Once

Once

Starring: Glen Hansard, Markéta Irglová Directed by: John Carney

So I decided that I would write several reviews revolving around love…you know…for Valentine’s Day. The problem is that there are about a million movies about love, and even more when you start blurring the lines a bit. Sure, we can all agree that Love Story is in fact a decent love story, but what about The Fugitive? A wrongly accused man looking for his wife’s one armed killer might not push your buttons, but my first date consisted of making out with a girl in the back row of a theater while The Fugitive was playing…I was 14. Why The Fugitive? It was an hour longer than the other movie playing.

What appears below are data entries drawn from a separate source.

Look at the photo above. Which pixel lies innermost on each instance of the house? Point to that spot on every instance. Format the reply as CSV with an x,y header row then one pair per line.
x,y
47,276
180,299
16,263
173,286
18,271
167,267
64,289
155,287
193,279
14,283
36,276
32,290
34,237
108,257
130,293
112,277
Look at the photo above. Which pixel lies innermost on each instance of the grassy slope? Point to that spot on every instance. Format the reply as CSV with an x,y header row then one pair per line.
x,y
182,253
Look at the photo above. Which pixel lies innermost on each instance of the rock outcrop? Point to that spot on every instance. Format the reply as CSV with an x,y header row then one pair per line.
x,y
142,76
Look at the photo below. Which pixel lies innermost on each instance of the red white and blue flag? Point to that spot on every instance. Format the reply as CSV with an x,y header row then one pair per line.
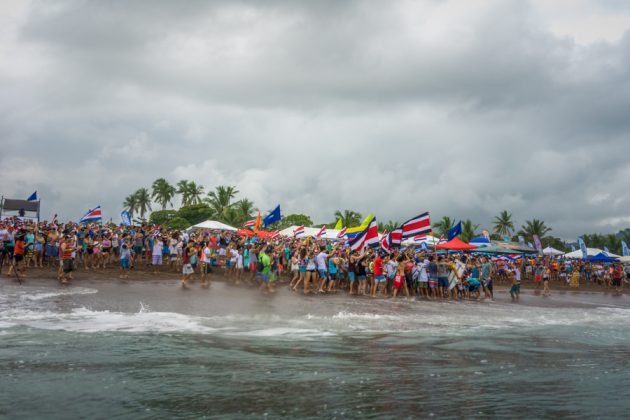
x,y
419,225
367,237
371,239
93,215
385,245
395,237
298,231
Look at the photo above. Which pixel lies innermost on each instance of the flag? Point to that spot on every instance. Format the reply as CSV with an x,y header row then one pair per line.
x,y
257,224
32,197
354,231
367,237
537,242
272,217
371,239
418,225
395,237
358,242
385,245
455,231
583,248
93,215
126,218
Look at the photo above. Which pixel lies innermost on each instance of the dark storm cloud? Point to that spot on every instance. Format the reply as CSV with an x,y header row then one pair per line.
x,y
461,109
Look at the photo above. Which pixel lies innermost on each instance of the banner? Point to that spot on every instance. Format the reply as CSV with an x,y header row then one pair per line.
x,y
537,243
126,218
583,248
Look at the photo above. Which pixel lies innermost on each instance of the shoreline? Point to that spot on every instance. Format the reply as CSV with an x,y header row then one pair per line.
x,y
143,275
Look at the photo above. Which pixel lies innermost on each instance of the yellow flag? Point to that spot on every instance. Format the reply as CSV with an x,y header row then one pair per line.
x,y
257,225
363,225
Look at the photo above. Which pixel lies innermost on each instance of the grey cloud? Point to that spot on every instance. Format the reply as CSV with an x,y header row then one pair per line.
x,y
320,106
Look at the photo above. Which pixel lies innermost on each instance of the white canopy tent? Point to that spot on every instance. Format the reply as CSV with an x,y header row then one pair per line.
x,y
310,232
591,252
552,251
429,240
213,225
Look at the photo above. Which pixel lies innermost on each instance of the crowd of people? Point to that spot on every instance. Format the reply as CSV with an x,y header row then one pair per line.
x,y
308,265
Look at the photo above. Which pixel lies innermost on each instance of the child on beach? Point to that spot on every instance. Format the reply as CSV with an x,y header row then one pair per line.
x,y
125,258
515,290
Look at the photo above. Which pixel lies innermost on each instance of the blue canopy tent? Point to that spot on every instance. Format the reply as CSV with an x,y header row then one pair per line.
x,y
601,257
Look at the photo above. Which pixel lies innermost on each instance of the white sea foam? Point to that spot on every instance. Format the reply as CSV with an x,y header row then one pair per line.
x,y
421,319
61,292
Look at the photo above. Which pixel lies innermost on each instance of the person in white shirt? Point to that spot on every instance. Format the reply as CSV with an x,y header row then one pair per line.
x,y
206,268
157,254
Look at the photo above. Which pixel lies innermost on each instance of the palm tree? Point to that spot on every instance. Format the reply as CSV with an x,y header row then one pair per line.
x,y
131,204
245,209
183,190
190,191
162,192
444,225
195,191
469,230
503,225
389,226
221,199
143,199
534,227
349,218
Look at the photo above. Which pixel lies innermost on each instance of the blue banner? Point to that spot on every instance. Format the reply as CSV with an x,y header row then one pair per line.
x,y
583,248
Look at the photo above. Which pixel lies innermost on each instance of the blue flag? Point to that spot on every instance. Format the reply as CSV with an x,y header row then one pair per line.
x,y
272,217
455,231
33,197
126,218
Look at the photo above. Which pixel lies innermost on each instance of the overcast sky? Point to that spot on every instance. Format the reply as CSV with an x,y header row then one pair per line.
x,y
462,108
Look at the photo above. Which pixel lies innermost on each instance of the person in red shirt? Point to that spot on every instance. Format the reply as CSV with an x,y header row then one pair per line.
x,y
18,255
379,278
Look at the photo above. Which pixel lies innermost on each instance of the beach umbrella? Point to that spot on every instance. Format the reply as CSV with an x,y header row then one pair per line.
x,y
552,251
601,257
456,244
496,250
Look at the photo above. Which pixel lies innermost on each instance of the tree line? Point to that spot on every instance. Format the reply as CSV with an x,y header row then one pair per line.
x,y
222,204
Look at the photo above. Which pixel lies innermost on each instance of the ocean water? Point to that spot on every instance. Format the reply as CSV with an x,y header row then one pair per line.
x,y
151,350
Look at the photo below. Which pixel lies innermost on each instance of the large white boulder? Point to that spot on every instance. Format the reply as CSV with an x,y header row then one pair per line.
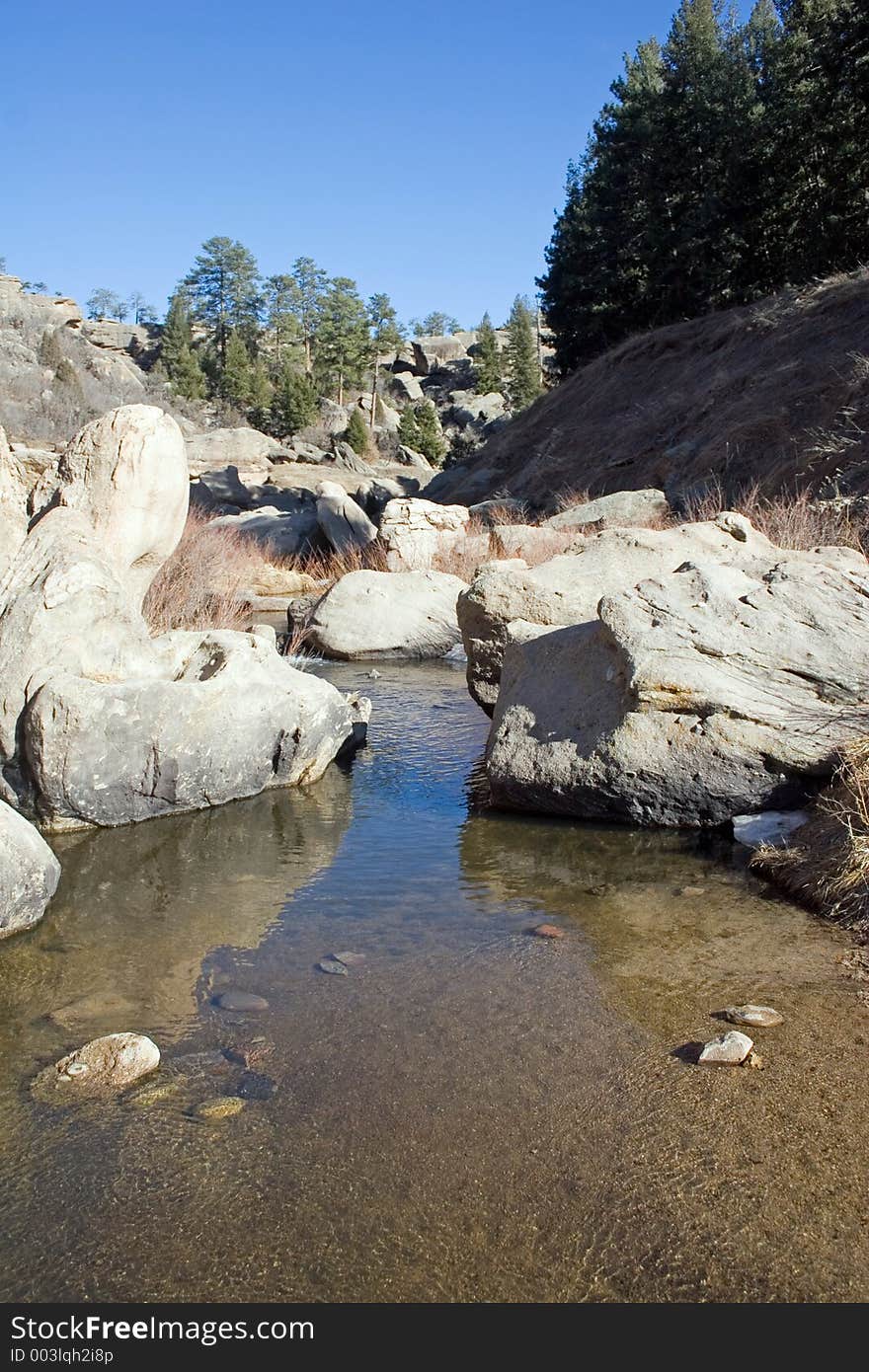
x,y
706,692
509,601
387,615
415,531
29,873
99,722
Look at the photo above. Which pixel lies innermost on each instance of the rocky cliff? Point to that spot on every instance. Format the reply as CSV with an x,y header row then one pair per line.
x,y
774,393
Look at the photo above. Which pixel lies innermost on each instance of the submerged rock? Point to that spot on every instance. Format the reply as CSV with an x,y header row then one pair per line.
x,y
758,1017
331,966
29,873
727,1050
102,1068
240,1001
218,1107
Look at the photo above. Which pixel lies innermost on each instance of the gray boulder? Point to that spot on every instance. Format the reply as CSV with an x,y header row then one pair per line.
x,y
509,601
405,387
29,873
387,615
341,520
623,509
706,692
433,352
280,531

This of course is the problem with writing about love in movies… context. Often our emotional connections to a film have less to do with the movie itself, and more to do with whom we share the experience. Not to mention that love exists in many forms; romantic, paternal, sibling, bromance, farm animals (thanks a lot Black Sheep). My plan is just to shoot scattershot at the whole thing. What you get will be entirely dependent upon how I feel at the moment I sit down to write. I will try to watch some movies I haven’t seen before, but for the most part these reviews are different ways I have enjoyed watching love presented in movies over the years.

I think starting things off simply is the best way to begin anything. The 2007 film Once may be one of the simplest, yet most beautiful little stories about love that I have ever seen. A boy, a girl, a song, and one week in Dublin. The love in this movie is simple as well. Gone are the cliché moments that every romantic movie share, but rather we witness two lonely people who find each other. Over the course of this one week, we remember what the characters remember, there is magic in the connection between two people.

Of course the real magic of this film comes from the music.  In case I didn’t mention it, Once is a musical. Now I know that some people have an aversion to musicals, but you can make an exception this time. Like most musicals, the songs have a way of moving the story forward while saying what our characters cannot. Unlike most musicals, the songs never feel out of place or break the flow of the narrative. It is the organic nature of each song that makes their message resonate on a level that few songs or movies can.

Not everything I write about will be this short or absent of criticism. I thought the first movie should be something that I would feel comfortable recommending to everyone. Once may not feel like most romantic movies you’ve seen before, but that doesn’t mean that it should be counted as anything less than one of the great love stories in recent years.